Depression link to chronic disease goes both ways
■ Untreated depression's debilitating nature could trigger chronic disease, new research suggests.
By Susan J. Landers — Posted March 15, 2004
Washington -- Which comes first: chronic disease or depression? The question is being asked more frequently as the tangled relationship is examined.
While it is well-known that depression can be triggered by a chronic disease, new evidence is pointing to depression as a possible marker for a whole range of other conditions, too.
During the past decade, depression has been linked prospectively to hypertension, stroke, heart disease, diabetes, obesity and asthma, said Bruce Jonas, PhD, an epidemiologist with the Centers for Disease Control and Prevention's National Center for Health Statistics. While stopping short of identifying depression as a chronic disease risk factor, he noted it is a possibility.
Dr. Jonas was among researchers at a February CDC conference in Washington D.C., to provide evidence that diagnosing and treating depression as well as chronic disease is necessary for patient health.
The connection was also noted by Women's Health Initiative researchers, who reported in the Feb. 9 Archives of Internal Medicine that subclinical depression, often unrecognized by doctors, may pose increased risk of cardiovascular disease among women ages 50 to 79. In that study, women's increased chance of heart disease existed independently of such risk factors as smoking or obesity.
Meanwhile, a 1998 study of about 1,200 Johns Hopkins Medical School students found that those with a history of clinical depression were twice as likely to develop coronary artery disease. The study followed the participants for 40 years.

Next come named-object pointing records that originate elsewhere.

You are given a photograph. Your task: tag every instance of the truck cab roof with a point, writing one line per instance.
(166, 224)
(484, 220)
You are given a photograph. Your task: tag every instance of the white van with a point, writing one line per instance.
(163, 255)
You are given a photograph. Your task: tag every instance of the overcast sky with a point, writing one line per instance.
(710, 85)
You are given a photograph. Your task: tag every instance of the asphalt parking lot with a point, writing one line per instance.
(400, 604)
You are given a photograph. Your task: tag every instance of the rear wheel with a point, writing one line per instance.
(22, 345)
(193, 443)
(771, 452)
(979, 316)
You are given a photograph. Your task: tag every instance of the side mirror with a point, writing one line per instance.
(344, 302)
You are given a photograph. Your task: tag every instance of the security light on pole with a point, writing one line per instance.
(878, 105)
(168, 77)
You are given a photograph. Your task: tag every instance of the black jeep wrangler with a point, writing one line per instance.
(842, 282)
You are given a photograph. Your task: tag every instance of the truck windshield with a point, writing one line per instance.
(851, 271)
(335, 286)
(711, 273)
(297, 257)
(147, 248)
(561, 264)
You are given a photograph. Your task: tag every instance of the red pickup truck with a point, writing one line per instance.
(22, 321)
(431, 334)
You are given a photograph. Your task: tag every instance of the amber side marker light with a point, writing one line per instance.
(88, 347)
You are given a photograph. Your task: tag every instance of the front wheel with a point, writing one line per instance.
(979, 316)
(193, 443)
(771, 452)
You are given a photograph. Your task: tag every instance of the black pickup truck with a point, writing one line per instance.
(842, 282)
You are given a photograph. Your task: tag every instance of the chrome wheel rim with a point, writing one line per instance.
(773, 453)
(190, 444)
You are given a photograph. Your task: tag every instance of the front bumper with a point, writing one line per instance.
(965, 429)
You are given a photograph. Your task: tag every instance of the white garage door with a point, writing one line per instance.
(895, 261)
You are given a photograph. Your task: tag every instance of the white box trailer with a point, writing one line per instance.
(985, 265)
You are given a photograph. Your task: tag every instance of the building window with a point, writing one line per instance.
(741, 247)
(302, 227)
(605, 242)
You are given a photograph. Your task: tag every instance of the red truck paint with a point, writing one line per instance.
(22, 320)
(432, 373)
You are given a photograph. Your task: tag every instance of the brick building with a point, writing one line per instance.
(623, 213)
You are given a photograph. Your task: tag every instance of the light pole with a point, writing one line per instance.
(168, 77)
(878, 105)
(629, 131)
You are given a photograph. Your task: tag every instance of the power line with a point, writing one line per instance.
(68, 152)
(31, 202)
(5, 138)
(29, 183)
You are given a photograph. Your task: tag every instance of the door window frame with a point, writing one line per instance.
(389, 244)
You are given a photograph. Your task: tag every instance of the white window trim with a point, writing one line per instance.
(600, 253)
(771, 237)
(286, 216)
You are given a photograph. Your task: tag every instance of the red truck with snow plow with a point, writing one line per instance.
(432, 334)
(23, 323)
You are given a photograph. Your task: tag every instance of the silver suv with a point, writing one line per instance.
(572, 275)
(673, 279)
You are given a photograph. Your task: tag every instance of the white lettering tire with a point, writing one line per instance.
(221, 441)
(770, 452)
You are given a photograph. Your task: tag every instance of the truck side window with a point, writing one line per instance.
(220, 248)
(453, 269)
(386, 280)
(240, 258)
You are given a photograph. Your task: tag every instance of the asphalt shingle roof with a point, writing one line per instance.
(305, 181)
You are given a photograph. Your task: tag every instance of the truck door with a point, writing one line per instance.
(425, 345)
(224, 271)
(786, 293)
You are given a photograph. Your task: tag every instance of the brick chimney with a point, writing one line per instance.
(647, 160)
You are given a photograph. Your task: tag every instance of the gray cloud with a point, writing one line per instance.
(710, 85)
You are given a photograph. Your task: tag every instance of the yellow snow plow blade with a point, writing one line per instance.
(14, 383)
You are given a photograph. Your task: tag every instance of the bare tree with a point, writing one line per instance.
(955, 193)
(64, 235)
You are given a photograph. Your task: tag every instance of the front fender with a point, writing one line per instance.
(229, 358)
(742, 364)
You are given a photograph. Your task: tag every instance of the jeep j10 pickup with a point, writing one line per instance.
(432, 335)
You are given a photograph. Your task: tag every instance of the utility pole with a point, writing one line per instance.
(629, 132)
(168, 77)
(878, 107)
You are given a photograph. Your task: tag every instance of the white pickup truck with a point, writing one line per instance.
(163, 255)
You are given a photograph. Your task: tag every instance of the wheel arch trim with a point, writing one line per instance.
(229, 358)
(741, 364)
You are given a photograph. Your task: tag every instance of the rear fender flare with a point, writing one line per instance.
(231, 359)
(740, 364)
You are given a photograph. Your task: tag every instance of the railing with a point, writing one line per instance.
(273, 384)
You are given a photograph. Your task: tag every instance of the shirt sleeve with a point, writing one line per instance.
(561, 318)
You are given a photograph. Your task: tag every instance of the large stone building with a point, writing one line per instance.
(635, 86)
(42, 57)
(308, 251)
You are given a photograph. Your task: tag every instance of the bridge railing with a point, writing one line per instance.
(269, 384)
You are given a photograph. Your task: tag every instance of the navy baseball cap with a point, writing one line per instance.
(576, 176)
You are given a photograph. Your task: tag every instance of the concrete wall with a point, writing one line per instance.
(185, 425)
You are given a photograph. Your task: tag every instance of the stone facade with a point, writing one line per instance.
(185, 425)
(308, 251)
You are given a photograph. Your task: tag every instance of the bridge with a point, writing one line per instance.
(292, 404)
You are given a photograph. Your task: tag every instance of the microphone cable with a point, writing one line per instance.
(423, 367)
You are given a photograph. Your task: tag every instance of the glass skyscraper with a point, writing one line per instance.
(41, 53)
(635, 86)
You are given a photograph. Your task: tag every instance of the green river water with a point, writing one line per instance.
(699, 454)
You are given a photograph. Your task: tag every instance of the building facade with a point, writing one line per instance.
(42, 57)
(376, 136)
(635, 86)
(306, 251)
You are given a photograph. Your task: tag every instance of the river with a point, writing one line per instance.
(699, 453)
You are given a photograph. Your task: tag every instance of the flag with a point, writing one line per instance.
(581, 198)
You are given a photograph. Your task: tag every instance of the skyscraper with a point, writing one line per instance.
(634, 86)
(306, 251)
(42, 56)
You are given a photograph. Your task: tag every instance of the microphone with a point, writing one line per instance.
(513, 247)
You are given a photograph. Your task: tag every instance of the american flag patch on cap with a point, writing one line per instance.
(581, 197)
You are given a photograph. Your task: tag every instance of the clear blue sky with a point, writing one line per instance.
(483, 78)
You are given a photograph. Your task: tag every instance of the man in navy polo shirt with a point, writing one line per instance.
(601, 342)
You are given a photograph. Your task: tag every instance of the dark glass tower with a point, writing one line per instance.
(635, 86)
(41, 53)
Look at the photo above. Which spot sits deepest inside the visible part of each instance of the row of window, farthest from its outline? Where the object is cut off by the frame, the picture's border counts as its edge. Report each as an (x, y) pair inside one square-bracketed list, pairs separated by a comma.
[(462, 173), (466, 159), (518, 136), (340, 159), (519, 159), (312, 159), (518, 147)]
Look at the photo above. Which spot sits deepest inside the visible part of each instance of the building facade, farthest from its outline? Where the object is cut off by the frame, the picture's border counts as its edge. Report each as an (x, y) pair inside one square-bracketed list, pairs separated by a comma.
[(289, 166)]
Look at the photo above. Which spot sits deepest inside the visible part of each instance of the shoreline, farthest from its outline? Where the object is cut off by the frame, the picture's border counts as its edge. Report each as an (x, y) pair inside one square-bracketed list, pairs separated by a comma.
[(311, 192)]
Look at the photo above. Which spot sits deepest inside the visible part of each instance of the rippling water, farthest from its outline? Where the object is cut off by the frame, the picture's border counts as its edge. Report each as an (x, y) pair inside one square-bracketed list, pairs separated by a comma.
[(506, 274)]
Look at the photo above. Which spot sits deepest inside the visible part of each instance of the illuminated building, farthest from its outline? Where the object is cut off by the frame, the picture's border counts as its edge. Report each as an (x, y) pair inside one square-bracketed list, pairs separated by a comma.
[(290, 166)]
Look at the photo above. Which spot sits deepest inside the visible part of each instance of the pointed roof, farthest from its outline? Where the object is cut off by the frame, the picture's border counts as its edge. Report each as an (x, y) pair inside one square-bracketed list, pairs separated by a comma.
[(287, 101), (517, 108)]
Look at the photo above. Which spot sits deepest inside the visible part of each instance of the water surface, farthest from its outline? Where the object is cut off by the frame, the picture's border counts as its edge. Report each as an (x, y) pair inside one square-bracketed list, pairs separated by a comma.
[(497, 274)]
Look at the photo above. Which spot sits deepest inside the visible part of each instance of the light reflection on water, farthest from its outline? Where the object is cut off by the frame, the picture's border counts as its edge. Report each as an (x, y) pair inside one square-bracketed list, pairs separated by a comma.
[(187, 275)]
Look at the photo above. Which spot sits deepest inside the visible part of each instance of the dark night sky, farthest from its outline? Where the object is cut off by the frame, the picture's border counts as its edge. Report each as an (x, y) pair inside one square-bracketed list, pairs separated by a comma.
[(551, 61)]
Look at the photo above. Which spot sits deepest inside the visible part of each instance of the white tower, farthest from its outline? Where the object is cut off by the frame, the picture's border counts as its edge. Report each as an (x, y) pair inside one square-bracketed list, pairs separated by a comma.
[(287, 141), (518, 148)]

Overall, the reasons for the link could stem from the debilitating nature of untreated depression that can lead to such health-averse behaviors as smoking, obesity and failure to exercise or comply with medical advice, said Dr. Jonas.
There is also some research showing that depression is biologically connected to certain chronic diseases, he said. And this relationship is evident among people who have both low levels of depression as well as those significantly depressed.
This connection means that depression screening should not be overlooked among patients with chronic disorders, said family physician David Price, MD, director of education at the Colorado Permanente Medical Group in Denver.
Using criteria for major depression listed in DSM-IV, Dr. Price said that depressed mood, loss of interest in activities and guilt can more often be attributed to depression alone, while such symptoms as sleep disturbances, psychomotor retardation and agitation, appetite change, concentration difficulty, decreased energy and suicidal thinking can be attributed to a chronic disease as well as depression.
Adding more evidence to the need to screen, Dr. Price noted that the U.S. Preventive Services Task Force recommended in 2002 that all adults be screened for depression if there are adequate services available for treatment. Screening for depression is worthwhile for primary care physicians, said Dr. Price, and can yield results similar to those for mammography or cholesterol screening.
While there are several well-validated screening instruments available, Dr. Price recommended a quick, two-question tool as an effective way to garner results. The questions are:
- During the past month, have you often been bothered by feeling down, depressed or hopeless?
- During the past month, have you often been bothered by little interest or pleasure in doing things?
Research has also shown that treatment for depression is effective in patients with breast cancer, those who have had a heart attack and those with a history of major depressive disorder, said Dr. Price.
Treatment has also been found to be effective among elderly patients, who often attribute depression to "just getting old," said Dr. Price. "You may want to dig a little bit" to determine whether elderly patients with chronic diseases are also depressed.
Among the effective methods are nurse follow-up calls to patients that can build on established relationships between patients and primary care physicians, said Dr. Price. Weekly or monthly phone calls to patients showed reduction in symptoms of depression after six months.
Primary care physicians should consider referring patients to psychiatrists if their symptoms have not improved within 12 weeks, or if they have had depression all their lives or are exhibiting psychotic symptoms, he said.